All season long, Raymore-Peculiar baseball coach Gary Renshaw patiently waited for his team to get better. The Panthers were young, but Renshaw saw talent that would surely develop over time.
The Panthers’ time appears to be now.
Ray-Pec is rolling, and on May 7 the Panthers had a six-game winning streak going after claiming a 5-2 eight-inning victory at Lee’s Summit.
That winning streak ended with a 3-1 loss to Liberty May 9, but the Panthers bounced back to beat Lee’s Summit North 4-1 on May 13. Before their regular-season finale May 14 against Raytown, the Panthers were 15-11 for the season as they prepared to play host to the Class 5 District 13 tournament.
Ray-Pec will play Ruskin at 12:30 p.m. May 17 in the first round of district play, with the winner facing Rockhurst in the semifinals 6:30 p.m. May 19.
“We’ve been kind of waiting for this,” Renshaw said of his team’s late surge. “We started out a little slow, we’ve got a lot of young kids. But we saw this team getting better.”

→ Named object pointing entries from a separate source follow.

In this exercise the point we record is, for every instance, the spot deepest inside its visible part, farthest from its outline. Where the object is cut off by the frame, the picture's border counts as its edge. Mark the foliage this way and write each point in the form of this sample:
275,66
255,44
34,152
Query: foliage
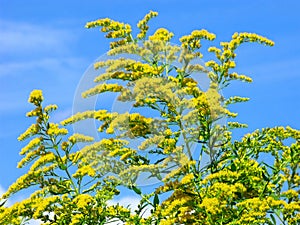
235,186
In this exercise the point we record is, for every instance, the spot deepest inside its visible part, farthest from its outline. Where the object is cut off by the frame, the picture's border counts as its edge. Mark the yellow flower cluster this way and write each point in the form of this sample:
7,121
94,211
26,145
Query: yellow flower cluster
78,117
193,40
187,178
115,29
43,160
161,34
36,97
142,24
102,88
80,138
84,170
43,204
35,112
32,130
50,108
54,130
32,144
82,201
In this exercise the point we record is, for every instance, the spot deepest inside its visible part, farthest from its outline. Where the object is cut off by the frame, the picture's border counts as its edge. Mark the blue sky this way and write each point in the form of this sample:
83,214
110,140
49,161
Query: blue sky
44,45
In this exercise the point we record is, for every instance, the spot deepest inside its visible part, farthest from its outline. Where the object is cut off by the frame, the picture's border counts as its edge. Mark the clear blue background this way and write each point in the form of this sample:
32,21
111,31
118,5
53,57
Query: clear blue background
44,45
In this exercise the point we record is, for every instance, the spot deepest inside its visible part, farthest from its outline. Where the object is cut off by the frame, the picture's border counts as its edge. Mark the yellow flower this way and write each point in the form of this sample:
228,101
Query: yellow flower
36,97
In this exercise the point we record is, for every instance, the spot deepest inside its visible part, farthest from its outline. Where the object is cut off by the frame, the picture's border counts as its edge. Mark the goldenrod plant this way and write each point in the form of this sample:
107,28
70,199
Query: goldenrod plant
203,175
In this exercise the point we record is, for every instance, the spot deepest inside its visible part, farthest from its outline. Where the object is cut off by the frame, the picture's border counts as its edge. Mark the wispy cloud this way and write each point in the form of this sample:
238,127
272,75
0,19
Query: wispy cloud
26,38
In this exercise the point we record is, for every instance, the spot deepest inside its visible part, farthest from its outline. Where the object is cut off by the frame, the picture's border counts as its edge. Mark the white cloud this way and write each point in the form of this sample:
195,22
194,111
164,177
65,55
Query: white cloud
18,37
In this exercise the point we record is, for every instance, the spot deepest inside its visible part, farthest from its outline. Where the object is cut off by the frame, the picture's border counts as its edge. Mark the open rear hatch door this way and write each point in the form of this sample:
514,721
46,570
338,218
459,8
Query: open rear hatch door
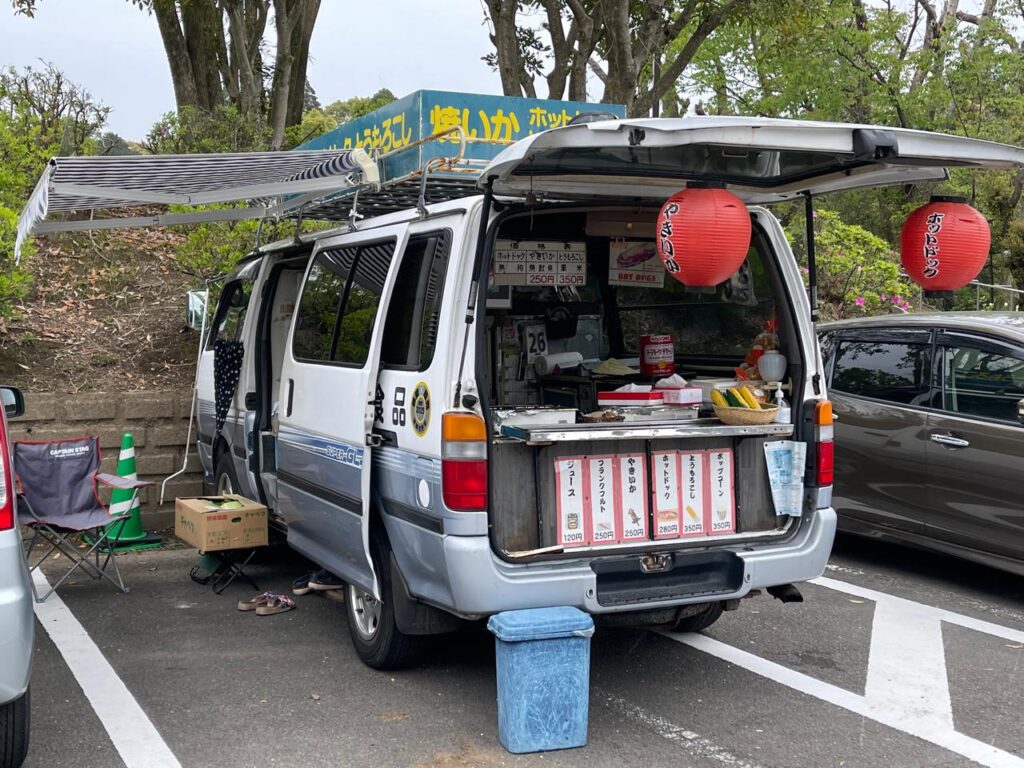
760,160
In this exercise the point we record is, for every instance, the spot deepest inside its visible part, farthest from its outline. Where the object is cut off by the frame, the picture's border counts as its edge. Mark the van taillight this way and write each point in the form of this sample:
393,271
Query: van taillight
824,453
6,486
464,461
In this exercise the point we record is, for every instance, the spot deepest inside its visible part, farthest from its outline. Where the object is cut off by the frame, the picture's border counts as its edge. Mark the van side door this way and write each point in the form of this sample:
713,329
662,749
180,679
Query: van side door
328,401
976,444
880,389
225,374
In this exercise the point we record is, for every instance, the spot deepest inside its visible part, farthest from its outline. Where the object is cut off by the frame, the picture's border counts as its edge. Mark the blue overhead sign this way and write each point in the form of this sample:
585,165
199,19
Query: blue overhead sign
489,123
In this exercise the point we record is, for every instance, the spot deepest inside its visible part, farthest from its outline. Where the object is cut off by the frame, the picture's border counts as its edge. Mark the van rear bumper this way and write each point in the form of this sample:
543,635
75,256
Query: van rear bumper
16,620
481,584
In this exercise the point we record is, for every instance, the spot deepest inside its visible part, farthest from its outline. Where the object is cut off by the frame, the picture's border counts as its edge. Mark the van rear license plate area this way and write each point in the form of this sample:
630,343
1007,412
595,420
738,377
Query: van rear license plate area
675,576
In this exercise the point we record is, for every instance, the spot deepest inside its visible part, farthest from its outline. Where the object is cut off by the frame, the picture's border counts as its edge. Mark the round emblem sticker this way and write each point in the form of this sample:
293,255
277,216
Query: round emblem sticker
419,409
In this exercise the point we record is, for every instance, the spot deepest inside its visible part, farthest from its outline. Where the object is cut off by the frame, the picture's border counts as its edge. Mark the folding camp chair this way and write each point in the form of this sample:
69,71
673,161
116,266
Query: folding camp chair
57,499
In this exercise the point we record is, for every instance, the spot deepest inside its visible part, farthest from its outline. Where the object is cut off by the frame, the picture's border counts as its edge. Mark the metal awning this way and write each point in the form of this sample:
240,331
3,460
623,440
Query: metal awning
273,184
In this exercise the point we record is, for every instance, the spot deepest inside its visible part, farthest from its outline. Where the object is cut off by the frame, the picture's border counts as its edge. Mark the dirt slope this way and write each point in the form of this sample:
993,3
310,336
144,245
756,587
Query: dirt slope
105,311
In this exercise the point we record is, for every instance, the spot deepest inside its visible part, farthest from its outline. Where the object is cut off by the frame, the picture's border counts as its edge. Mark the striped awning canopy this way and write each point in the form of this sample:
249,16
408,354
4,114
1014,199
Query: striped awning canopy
272,183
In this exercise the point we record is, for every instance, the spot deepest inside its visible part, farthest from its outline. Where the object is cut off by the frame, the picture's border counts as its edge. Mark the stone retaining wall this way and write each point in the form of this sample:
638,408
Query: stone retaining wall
158,422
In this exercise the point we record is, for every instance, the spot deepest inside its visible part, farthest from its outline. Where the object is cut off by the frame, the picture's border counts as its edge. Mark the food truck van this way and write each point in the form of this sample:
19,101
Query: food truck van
454,407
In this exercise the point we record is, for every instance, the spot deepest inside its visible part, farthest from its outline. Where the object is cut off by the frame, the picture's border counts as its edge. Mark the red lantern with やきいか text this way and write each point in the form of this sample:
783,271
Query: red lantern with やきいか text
704,235
944,244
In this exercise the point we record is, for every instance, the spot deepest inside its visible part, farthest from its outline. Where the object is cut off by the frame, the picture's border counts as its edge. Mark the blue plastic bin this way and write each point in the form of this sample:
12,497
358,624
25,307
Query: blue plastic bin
543,658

Ray-Pec put that progress on display against Lee’s Summit. Starting pitcher Kyle Wilson had another stellar outing, striking out seven Tigers and holding them to two earned runs over eight innings. There was solid defense, too, with Blake Skeed turning a crucial double play in the bottom of the seventh.
But most important, the Panthers displayed some discipline at the plate. And that ultimately won them the game.
Ray-Pec scored four runs in the top of the eighth off Tigers reliever Ryan Laddish to break open a 1-1 tie. Austyn Cochran began the rally with a one-out single, and one out later Jordan Vantrump drew a walk after going down 0-2 in the count.
Dallas Hile, who was running for Cochran, went to third on a wild pitch. Then Josh Fultz worked the count for a walk, loading the bases. Turner Wehmeyer, who had scored the Panthers’ lone run in the third, then walked on a 3-1 count for the go-ahead run. Tyler Hobbs also worked a walk after Wehmeyer, and the Panthers led 3-1.
“We like to be aggressive at the plate, but I talk to them about getting the count in their favor,” Renshaw said. “The guys I had up during that time are very good about working the count. That really turned things around with them being patient and taking some pitches.”
Wehmeyer said it was all a matter of patience, and being aware of the pitcher’s struggles.
“He started getting a little wild, and you could tell he was kind of rattled,” Wehmeyer said. “So we just went up there and tried to take as many pitches as possible and looking for that one pitch.”
Skeed found his pitch and turned it into a two-run single, and the Panthers had plenty of breathing room. Lee’s Summit scored one run in the bottom of the eighth but the rally ended there.